Chain Reaction or a Real Life Lesson in Reliability Engineering at NEMO
I recently visited Amsterdam with my family. At Amsterdam there is a science museum called NEMO. It's specifically for children to learn about science. There were all sorts of experiments and contraptions the kids could interact with, from electricity, to sound, motion, pulleys and more.
But one of the exhibitions caught my eye: The Chain Reaction 
The "Chain Reaction" is a scheduled live demonstration/show at NEMO that explores the principles of cause & effect, and potential and kinetic energy.
- It features large-scale contraptions and setups (dominoes, rolling chairs, seesaws, flying cars, etc) showing how one action triggers the next. Wikipedia
This exhibition took me back to the 90s as a kid, playing the old game: Incredible Machine:

This is a classic contraption puzzle where things like a hamster/mouse wheel, ropes, pulleys, fans, etc. trigger chain reactions. We built all sorts of funny contraptions just like the one at NEMO as a kid, we could play this for hours, everybody tried to incorporate everything they could into their contraptions, it was amazing fun.
Through the eyes of a child, the chain reaction is very captivating, the kids try and imagine just how this thing is going to well, and how Incredible it will be.
But unfortunately for me I'm no longer a kid, and when I looked at this contraption, I saw this thing through the eyes of an engineer, a DevOps engineer. I know from real-life experience these sorts of contraptions, are not ideal from an operations support POV. The issue lies in the fact that if anyone of these sub-systems breaks, then the whole reaction will no longer work. In real life, real physical systems do not behave like they do on the computer. In the Incredible Machine, when you ran your reaction, the behavior was exactly the same each time, but in real-life this is rarely the case.

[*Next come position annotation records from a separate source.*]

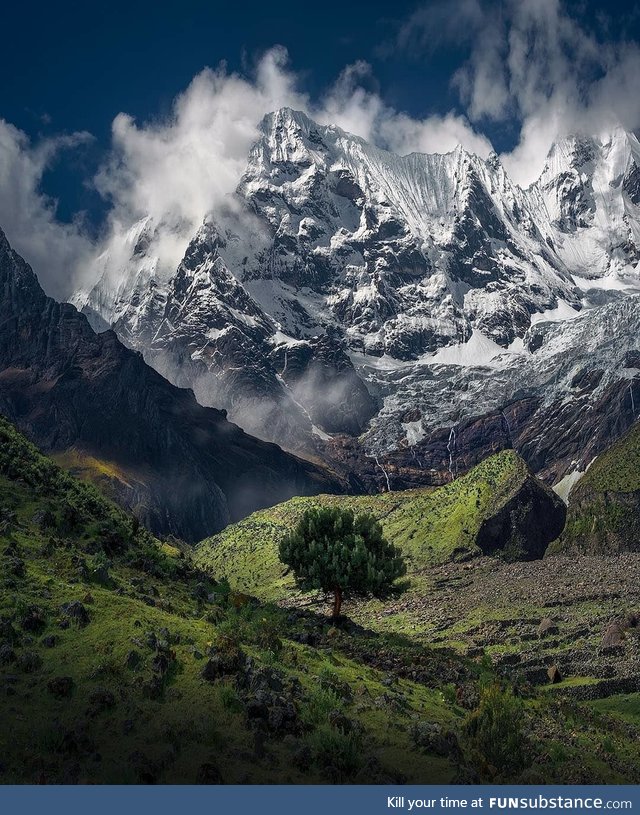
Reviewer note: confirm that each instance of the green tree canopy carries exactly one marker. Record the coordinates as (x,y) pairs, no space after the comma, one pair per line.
(333,550)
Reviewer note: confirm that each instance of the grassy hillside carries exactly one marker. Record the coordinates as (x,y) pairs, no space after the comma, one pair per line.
(604,506)
(120,662)
(431,526)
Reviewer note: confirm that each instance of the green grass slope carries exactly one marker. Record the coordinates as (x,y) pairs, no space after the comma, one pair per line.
(604,506)
(122,663)
(430,526)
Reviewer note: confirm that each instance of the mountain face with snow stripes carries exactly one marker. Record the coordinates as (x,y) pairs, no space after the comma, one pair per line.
(351,299)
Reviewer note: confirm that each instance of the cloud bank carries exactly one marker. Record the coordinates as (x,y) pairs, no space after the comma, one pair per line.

The whole exhibition was one long Series Chain System Structure:
System Structure
| System Structure | Formula | Effect | Engineering Example |
|---|---|---|---|
| Series (Chain) | Reliability decreases as chain grows | API call chain (Auth → Service A → Service B → DB) | |
| Parallel (Redundant) | Reliability increases with redundancy | Load-balanced servers, RAID storage | |
| Hybrid | Mix of both | Balance of fragility and resilience | Microservices with retries, caches, circuit breakers |
Game time
I placed my bets! I told my wife I predict this thing won't work flawlessly, that something will break. Over time each of these systems may be slowly becoming less reliable. But lets say for argument sake there are 100 sub-systems, and each one fails every 200 attempts. That means:
Which means a chance of success. But hey, I'm pessimistic.
Chain Reaction Start
The host searched for a volunteer child, there were no shortages. One girl was eventually selected. She was given a helmet👷♀️ to wear (safety first) given way too mich instructions for a small task but anyway eventually she started the reaction. And off went all the contraptions, a flame 🔥 turns on, and cuts a rope , a toy 🚗 crashes into something, a 🎱 ball rolls down something etc. I honestly couldn't recite anything near the actual order, it's overwhelming all the different objects and motions.

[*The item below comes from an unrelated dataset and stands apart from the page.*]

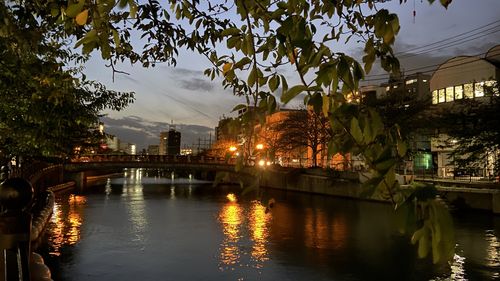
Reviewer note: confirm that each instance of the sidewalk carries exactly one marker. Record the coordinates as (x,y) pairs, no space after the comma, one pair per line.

But eventually the experiment got to a hammer, which swang down to cut a rope of some sort of suspended mass so it could fall. But instead of the rope allowing the object overhead to free fall, it gets caught on the hammer 🔨 wrapping around it, stopping the experiment.
Missed Opportunity for Learning
When things go wrong this is the best learning I've found. Things going right in tech don't really teach you anything. Everything works till it doesn't. Yes sure there was a fault in the reaction, and our instinct is to jump on to the issue and fix it. Just like bugs 🐞 is Software. But often a bug should not disrupt an entire process/transaction. It's sometimes better to ask why any sort of problem, is so decremental to the system, and how it could be made more resilient as a whole. And unfortunately the reliability of this system is not really anything to do with one bug, but more the structure of the system.
How to Mitigate
We are always constrained when developing technical solutions, whilst running everything with a redundant parallel experiment might theoretically seem like a good idea, it's not really an option. Instead the technician provided redundancy, manually starting the next link. There are other patterns though which may be applicable, such as retry, which reminds me of a Queue-Consumer scenario. As I write this I see that I am worried I am seeing the world in Software Components 😕.
Where to from here
In the future I predict we will start to see the structure of these solutions in the tech world driven by LLMs. What is meant by Reliability will be more and more hard to define, and will be disconnected from the logical flow of code, or the cause and effect in a chain reaction not too unlike that of what was at NEMO.